全国学力テストで校長名を公表2014年09月05日 22:43

 静岡県知事が小学校の全国学力テストで、全国平均を上回った学校の校長名を公表したという。

 その理由が「学力の問題は先生の責任であるとともに功績でもあることを理解してほしい。テストは受ける以上、結果は出すべきだ」というものだったという。

 なんとも首を傾げる理屈だと思う。テストの成績は、答案用紙に正解を記入したものの功績こそが第一。つまり子供こそが功績をあげた第一人者ではないのか。もちろん結果を出したのも、教師ではなく子どもたち自身だ。教師は子どもたちに結果を出すためのチャンスを与えたに過ぎない。

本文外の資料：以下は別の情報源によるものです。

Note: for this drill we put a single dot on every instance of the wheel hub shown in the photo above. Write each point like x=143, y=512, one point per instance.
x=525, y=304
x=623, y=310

 立派な授業をしたから、子どもたちが答案用紙に正解を書くとは限らない。そんなに甘い話が通用するなら、全国統一の「学習指導要領」に則って、右に倣えで授業をしているどの教員からでも平等に「正解を書く」チャンスを与えられているはずの子どもたちは、みんな高得点を取るはずだ。だが、現実に同じ授業を受けていても、子どもたちの答案の得点は同じにはならない。学力は啐啄同時が基本。教師だけがテストでの高得点の功績を得られるはずはなく、成績は子どもたちに強く依存する。(もちろん教員の側に問題があっても成績は出ないが…)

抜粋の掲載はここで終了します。